Avoiding someone electronically such as on Facebook, e-mail, IM, or text messages.
It's ok, from what I understand this is a common phenomena with newly minted authors. You send friends your new book, figuring that they'll gladly bound through it. LMFAO. Not!
Apparently asking people who know you to read your book has a powerful cosmic effect on them, rendering them unable to respond to your queries, calls or any other commonly used means of communication. My guess is that they think that since they know you, they figure wtf could possibly be interesting about your writing.
Perhaps valid. But it is an interesting phenomena. Several people who I do not know, have raved about "Alphabet Success", with a couple people asking about potential speaking gigs. No exaggeration. Since I am "unknown" I am possessed of special powers. The old rule "A good consultant is one is who has flown in" is certainly at play.
My guess, it is sort of the rejection of the familiar. If you know me, I must have already told you any important stuff you'd benefit from, and the fact that I decided to organize my thinking means reading the book would be like repeating a grade in high school (not desirable).

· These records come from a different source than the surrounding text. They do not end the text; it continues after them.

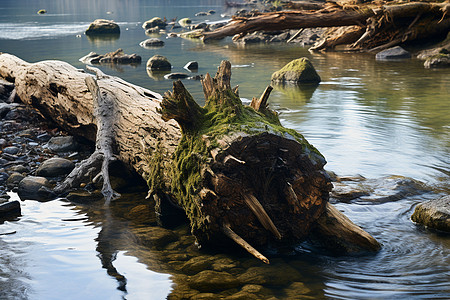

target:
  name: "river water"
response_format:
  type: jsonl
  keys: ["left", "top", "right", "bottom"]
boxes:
{"left": 0, "top": 0, "right": 449, "bottom": 299}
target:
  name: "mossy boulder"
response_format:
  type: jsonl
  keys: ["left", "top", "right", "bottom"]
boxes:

Having said that, I think if I sent the same people an e-mail that I had re-built a 68 Corvette, and they should pop by for a look, they'd be there post-haste. Just to be clear, I am not going to re-build any sort of car. A dirty keyboard is about as close to manual labor as I get.
Of equal importance, the new book doesn't mean I am going to wear a bow tie and cravat. Nor will I start smoking a pipe in my favorite leather chair and start wearing blazers with patches on the elbows. But most importantly, if you don't want to read it, just have the balls to say so. One friend bowed out, and I am completely cool with that. I didn't make it this far in life as an emotional cripple.
But since there is an obvious e-void into which I have entered, I want to public acknowledge complete amnesty for those who don't want to read, or even discuss the book. But I'm still putting it on you to "man-up" and say as much. Isn't that what friends do?
Anyhow, I'm not mad, just a bit surprised by people's hesitation to just bow out gracefully.